Python Data Science CookieCutter

The Python Data Science CookieCutter is a useful standardized framework for organizing data science projects. Here I write down things I learn after going through the framework.

# CookieCutter Project Tree

├── LICENSE
├── Makefile           <- Makefile with commands like `make data` or `make train`
├── README.md          <- The top-level README for developers using this project.
├── data
│   ├── external       <- Data from third party sources.
│   ├── interim        <- Intermediate data that has been transformed.
│   ├── processed      <- The final, canonical data sets for modeling.
│   └── raw            <- The original, immutable data dump.
│
├── docs               <- A default Sphinx project; see sphinx-doc.org for details
│
├── models             <- Trained and serialized models, model predictions, or model summaries
│
├── notebooks          <- Jupyter notebooks. Naming convention is a number (for ordering),
│                         the creator's initials, and a short `-` delimited description, e.g.
│                         `1.0-jqp-initial-data-exploration`.
│
├── references         <- Data dictionaries, manuals, and all other explanatory materials.
│
├── reports            <- Generated analysis as HTML, PDF, LaTeX, etc.
│   └── figures        <- Generated graphics and figures to be used in reporting
│
├── requirements.txt   <- The requirements file for reproducing the analysis environment, e.g.
│                         generated with `pip freeze > requirements.txt`
│
├── setup.py           <- makes project pip installable (pip install -e .) so src can be imported
├── src                <- Source code for use in this project.
│   ├── __init__.py    <- Makes src a Python module
│   │
│   ├── data           <- Scripts to download or generate data
│   │   └── make_dataset.py
│   │
│   ├── features       <- Scripts to turn raw data into features for modeling
│   │   └── build_features.py
│   │
│   ├── models         <- Scripts to train models and then use trained models to make
│   │   │                 predictions
│   │   ├── predict_model.py
│   │   └── train_model.py
│   │
│   └── visualization  <- Scripts to create exploratory and results oriented visualizations
│       └── visualize.py
│
└── tox.ini            <- tox file with settings for running tox; see tox.readthedocs.io

.env

Simply put, .env is for storing passwords or other sensitive information. Generally, its usage is

# .env file
EMAIL="hello@world.com"
DATABASE_PASSWORD="41addd05-49fa-4b64-9b44-7a2ee256451"

# python code
from dotenv import load_dotenv, find_dotenv
load_dotenv(find_dotenv())

SECRET_KEY = os.getenv("EMAIL")
DATABASE_PASSWORD = os.getenv("DATABASE_PASSWORD")

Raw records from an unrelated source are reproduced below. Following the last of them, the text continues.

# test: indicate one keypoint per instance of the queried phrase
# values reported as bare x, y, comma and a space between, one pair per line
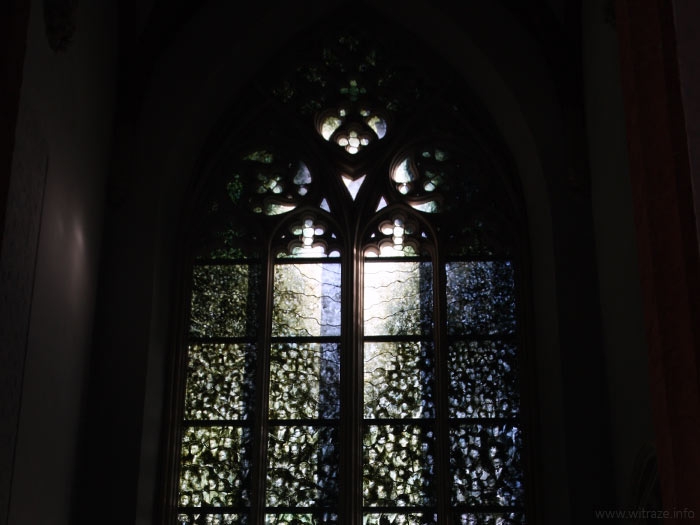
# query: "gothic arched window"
352, 344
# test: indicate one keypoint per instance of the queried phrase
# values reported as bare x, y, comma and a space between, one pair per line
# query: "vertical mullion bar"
351, 389
444, 487
260, 423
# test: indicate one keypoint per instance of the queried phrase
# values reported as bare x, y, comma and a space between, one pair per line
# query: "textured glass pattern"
398, 298
398, 465
307, 300
480, 298
413, 518
304, 381
483, 379
399, 379
215, 467
301, 519
224, 300
302, 466
485, 464
499, 518
211, 519
220, 381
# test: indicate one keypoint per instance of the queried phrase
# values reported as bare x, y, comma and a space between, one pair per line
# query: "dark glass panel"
486, 466
480, 298
483, 379
289, 518
499, 518
215, 467
225, 300
307, 300
302, 466
398, 465
304, 381
387, 518
398, 298
399, 379
220, 381
211, 519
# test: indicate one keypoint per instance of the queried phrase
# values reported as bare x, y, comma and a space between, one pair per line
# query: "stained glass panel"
300, 519
211, 519
304, 381
224, 300
215, 467
399, 380
302, 466
398, 298
483, 379
486, 465
499, 518
413, 518
306, 300
398, 465
480, 298
220, 381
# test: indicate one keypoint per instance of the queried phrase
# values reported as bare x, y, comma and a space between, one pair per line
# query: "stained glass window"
352, 351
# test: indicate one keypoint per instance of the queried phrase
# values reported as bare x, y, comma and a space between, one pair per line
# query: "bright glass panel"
483, 380
398, 466
224, 299
486, 465
306, 300
220, 381
214, 467
480, 298
399, 380
304, 381
398, 298
302, 466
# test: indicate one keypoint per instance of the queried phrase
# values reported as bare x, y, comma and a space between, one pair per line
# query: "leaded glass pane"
398, 298
413, 518
306, 300
483, 379
225, 300
211, 519
480, 298
220, 381
300, 519
398, 465
486, 465
399, 379
302, 466
215, 467
304, 381
499, 518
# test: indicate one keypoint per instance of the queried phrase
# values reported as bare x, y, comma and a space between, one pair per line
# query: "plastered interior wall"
61, 162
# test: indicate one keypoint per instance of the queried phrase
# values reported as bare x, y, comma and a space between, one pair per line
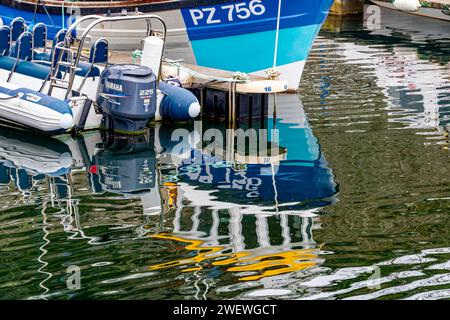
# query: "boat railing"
99, 20
62, 57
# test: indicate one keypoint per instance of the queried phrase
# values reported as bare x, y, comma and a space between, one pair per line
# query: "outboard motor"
127, 96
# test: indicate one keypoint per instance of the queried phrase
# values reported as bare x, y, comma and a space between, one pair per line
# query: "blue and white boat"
59, 89
250, 36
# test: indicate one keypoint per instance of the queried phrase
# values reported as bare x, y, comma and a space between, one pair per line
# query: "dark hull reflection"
207, 195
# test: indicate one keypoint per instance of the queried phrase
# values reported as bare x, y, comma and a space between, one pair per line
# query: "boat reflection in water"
243, 202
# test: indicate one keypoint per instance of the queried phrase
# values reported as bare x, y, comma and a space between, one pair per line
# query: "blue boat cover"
84, 68
28, 68
39, 98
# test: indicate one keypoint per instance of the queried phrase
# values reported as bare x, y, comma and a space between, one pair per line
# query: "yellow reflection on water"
248, 261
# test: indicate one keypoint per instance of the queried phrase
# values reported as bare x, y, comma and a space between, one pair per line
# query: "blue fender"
178, 103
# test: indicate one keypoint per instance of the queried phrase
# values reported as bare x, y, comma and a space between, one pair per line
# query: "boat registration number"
227, 13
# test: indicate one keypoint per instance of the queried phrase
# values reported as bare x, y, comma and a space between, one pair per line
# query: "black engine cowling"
127, 97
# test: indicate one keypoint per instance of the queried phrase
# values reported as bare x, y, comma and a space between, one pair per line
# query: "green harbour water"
350, 201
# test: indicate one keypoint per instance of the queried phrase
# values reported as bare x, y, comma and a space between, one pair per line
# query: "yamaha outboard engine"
127, 96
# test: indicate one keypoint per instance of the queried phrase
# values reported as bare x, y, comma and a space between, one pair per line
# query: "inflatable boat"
248, 36
61, 89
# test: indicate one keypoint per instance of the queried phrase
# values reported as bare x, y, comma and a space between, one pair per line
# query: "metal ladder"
65, 58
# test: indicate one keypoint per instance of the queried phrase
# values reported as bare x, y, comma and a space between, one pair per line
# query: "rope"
277, 34
237, 76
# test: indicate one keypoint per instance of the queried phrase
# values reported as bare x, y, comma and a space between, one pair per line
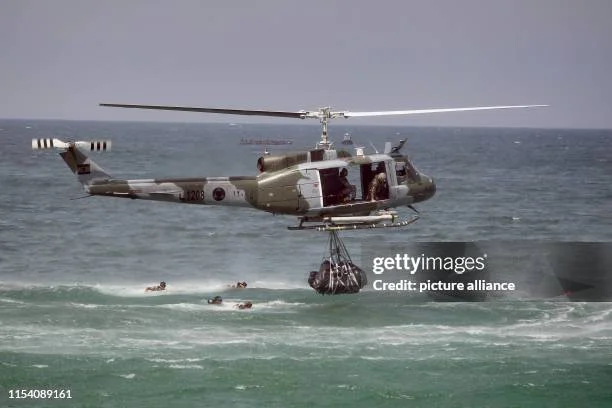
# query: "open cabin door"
309, 186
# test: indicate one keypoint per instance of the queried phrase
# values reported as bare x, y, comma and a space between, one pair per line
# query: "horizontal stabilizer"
94, 145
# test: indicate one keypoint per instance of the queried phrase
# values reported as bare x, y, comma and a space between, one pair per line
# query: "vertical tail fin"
86, 170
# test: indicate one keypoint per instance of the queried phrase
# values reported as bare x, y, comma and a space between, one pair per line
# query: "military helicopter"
311, 185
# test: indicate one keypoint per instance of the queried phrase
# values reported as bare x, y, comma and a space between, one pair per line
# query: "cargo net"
337, 274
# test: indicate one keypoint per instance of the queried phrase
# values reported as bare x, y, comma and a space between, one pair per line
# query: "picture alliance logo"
412, 264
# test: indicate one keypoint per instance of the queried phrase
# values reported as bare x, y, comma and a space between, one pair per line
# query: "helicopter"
311, 185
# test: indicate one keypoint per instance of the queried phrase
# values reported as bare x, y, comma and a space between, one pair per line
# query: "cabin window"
337, 186
374, 182
401, 172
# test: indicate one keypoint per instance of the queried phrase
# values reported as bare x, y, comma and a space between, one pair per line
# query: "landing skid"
353, 223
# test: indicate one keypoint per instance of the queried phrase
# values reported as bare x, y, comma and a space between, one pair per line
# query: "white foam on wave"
128, 376
12, 301
186, 366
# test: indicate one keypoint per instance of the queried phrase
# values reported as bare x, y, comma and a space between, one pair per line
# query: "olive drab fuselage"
303, 184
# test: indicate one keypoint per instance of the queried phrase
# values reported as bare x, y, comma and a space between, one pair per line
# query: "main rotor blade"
420, 111
298, 115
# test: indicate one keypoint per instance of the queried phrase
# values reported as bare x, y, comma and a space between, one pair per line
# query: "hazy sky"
59, 59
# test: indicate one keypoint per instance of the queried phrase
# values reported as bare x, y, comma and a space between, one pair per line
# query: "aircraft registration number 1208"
193, 195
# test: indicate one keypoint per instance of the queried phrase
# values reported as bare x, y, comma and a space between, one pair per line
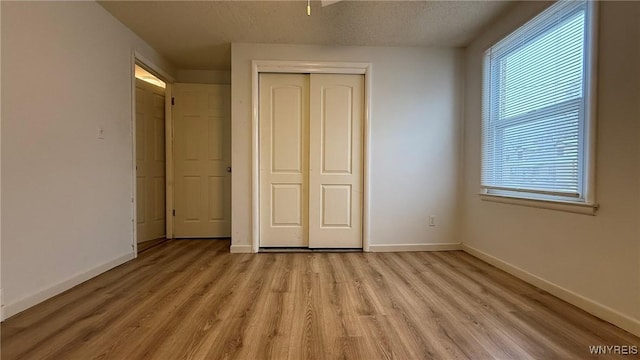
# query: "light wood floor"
191, 299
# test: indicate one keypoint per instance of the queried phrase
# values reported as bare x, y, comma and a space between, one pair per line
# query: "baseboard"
241, 249
415, 247
40, 296
603, 312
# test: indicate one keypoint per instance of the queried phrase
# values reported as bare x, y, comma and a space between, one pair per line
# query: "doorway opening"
328, 192
150, 115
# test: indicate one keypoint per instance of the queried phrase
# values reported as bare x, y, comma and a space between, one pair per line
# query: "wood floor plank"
192, 299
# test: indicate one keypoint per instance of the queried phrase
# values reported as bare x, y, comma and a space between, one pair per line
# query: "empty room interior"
330, 179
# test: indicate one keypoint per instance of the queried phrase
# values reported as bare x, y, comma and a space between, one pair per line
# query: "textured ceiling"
198, 34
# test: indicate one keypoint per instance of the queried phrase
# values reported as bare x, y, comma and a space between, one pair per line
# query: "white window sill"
578, 208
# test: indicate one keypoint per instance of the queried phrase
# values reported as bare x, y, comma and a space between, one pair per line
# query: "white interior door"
284, 119
336, 164
311, 161
150, 161
202, 153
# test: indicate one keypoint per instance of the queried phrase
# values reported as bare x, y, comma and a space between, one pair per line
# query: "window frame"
584, 203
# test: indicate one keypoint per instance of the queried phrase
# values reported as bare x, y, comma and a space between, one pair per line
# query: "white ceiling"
197, 34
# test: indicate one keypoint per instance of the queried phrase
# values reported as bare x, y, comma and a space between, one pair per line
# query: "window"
536, 125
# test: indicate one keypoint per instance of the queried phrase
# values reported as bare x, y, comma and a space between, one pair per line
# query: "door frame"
308, 67
141, 60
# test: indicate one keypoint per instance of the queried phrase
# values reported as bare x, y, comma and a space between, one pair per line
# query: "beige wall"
592, 260
66, 195
415, 112
204, 76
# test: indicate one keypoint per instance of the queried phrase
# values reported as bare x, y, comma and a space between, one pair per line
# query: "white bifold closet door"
311, 160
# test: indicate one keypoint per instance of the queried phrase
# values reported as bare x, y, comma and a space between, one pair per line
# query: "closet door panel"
284, 158
335, 162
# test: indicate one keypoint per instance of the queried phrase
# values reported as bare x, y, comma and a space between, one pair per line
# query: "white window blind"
534, 107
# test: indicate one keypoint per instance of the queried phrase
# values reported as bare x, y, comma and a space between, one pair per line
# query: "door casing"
137, 58
307, 67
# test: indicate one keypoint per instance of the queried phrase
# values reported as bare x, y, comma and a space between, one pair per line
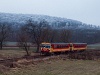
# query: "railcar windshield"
45, 46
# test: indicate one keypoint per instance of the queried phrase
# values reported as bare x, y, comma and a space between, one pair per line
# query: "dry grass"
58, 67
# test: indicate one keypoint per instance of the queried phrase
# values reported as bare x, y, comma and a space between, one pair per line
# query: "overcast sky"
87, 11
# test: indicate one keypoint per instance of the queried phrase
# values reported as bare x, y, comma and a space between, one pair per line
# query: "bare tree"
23, 40
36, 31
5, 29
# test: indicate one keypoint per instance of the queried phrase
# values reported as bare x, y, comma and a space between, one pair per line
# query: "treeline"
40, 31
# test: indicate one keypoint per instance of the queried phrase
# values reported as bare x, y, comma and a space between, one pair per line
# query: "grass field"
55, 66
58, 67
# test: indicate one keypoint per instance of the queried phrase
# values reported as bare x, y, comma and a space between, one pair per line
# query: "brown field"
13, 62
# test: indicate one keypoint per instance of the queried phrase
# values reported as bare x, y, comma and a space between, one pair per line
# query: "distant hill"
80, 32
55, 22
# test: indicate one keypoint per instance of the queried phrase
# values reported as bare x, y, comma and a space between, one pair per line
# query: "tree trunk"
38, 47
0, 45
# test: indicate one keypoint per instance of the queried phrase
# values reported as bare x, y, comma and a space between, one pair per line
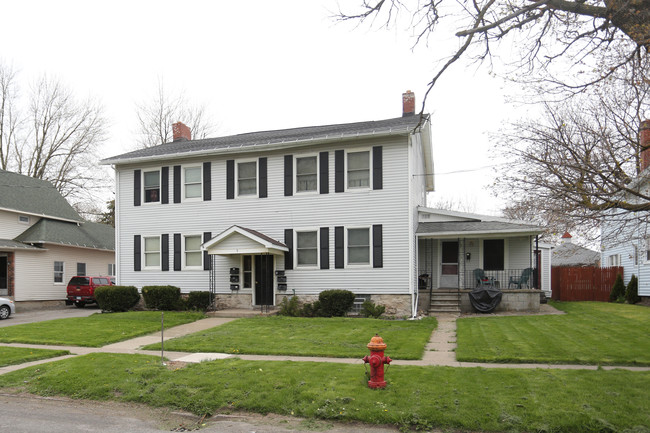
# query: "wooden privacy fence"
584, 283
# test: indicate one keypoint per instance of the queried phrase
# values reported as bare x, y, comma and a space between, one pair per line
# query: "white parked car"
7, 308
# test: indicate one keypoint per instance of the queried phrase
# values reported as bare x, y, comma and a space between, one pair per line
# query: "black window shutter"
164, 252
339, 252
177, 251
164, 185
324, 161
339, 171
207, 181
288, 175
177, 184
230, 179
137, 248
206, 258
136, 187
288, 256
377, 168
377, 246
324, 248
263, 181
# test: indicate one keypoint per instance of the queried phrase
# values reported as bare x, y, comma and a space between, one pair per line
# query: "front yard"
590, 333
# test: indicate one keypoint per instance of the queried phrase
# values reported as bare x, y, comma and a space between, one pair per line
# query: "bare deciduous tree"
155, 118
51, 136
564, 41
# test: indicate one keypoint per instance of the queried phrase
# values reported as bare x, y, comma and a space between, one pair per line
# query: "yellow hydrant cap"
376, 343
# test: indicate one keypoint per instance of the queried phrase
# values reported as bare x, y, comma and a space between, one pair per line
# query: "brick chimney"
181, 132
644, 143
408, 103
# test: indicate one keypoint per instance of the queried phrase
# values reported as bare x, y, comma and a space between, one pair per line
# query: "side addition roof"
33, 196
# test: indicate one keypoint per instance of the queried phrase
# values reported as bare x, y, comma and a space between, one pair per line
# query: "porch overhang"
242, 240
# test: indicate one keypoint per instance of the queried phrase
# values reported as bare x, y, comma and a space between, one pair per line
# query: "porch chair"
481, 279
522, 280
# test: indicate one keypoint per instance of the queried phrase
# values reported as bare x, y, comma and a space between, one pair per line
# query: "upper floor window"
247, 178
307, 248
152, 186
193, 253
192, 182
152, 252
359, 246
358, 169
306, 174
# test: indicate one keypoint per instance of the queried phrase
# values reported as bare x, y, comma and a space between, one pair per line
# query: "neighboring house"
44, 241
258, 216
625, 237
572, 255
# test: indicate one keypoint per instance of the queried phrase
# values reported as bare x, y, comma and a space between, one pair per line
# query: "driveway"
41, 315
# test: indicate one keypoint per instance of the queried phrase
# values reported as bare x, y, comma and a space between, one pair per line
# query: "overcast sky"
260, 65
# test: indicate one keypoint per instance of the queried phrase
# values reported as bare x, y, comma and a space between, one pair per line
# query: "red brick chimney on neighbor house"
644, 143
181, 132
408, 103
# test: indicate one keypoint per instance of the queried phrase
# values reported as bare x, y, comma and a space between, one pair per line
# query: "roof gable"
33, 196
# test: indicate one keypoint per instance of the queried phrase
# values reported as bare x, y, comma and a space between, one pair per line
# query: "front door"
4, 281
264, 279
449, 265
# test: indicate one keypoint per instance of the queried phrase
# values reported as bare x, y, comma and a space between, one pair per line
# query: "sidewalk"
440, 351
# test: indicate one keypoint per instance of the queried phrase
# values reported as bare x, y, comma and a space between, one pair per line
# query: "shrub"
369, 309
289, 307
618, 291
117, 298
162, 297
632, 291
335, 303
198, 301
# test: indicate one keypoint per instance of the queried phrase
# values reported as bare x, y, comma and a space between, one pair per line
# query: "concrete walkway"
440, 350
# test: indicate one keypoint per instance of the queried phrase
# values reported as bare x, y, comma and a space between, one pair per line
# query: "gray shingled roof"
399, 125
33, 196
568, 254
88, 235
468, 227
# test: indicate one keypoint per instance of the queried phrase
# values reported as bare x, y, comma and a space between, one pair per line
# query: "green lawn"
96, 330
590, 333
332, 337
20, 355
466, 399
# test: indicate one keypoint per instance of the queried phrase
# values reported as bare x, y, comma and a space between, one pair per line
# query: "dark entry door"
3, 276
264, 279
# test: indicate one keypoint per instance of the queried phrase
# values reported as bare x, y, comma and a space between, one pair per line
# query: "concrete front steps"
444, 301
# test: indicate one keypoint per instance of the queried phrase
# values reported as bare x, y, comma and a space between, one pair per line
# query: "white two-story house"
258, 216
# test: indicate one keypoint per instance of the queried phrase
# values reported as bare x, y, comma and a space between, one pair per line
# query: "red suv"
81, 290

If your project only uses open source datasets, then dotenv seems to be not very useful. Otherwise, you may use it for storing e.g. dataset API id and password.

Caution

load_dotenv() by default would not update environment variables that already exist. So your changes to the .env would not be reflected. Usually load_dotenv(find_dotenv(), override=True) is a much better choice.

.env file also treats # as start of the comment. So you don’t want something like DATASET_URL=http://example.com/#/dataset. Quotes are mandatory in this case.

.env is by default in .gitignore.

.gitkeep

Since git only tracks files, .gitkeep is a hack for letting git not ignore structured directories. Since it is basically a dummy file, the name doesn’t really matter (it can also be renamed to.keep).

data

data contains four folders: external, interim, processed, and raw.

When join and aggregate operations are necessary, the definition of interim is very clear. You may have two tables as raw in the beginning, then join them to produce a joint table which is stored to interim. Otherwise, I don’t think interim is useful in most cases. You may just collect and put the raw data in raw. After the normalization and removal of the unwanted features, it directly goes to processed. This example only uses two of the four folders.

The difference between raw and external seems pretty obscure. Fortunately, the author provides an explanation here. So it seems that external is only useful when you start with some e.g. sponsored data and then find it useful to compare to other data. If you just need to prove your model’s superiority then it is definitely not necessary.

Personally, I would prefer simulated or synthetic instead of external folder.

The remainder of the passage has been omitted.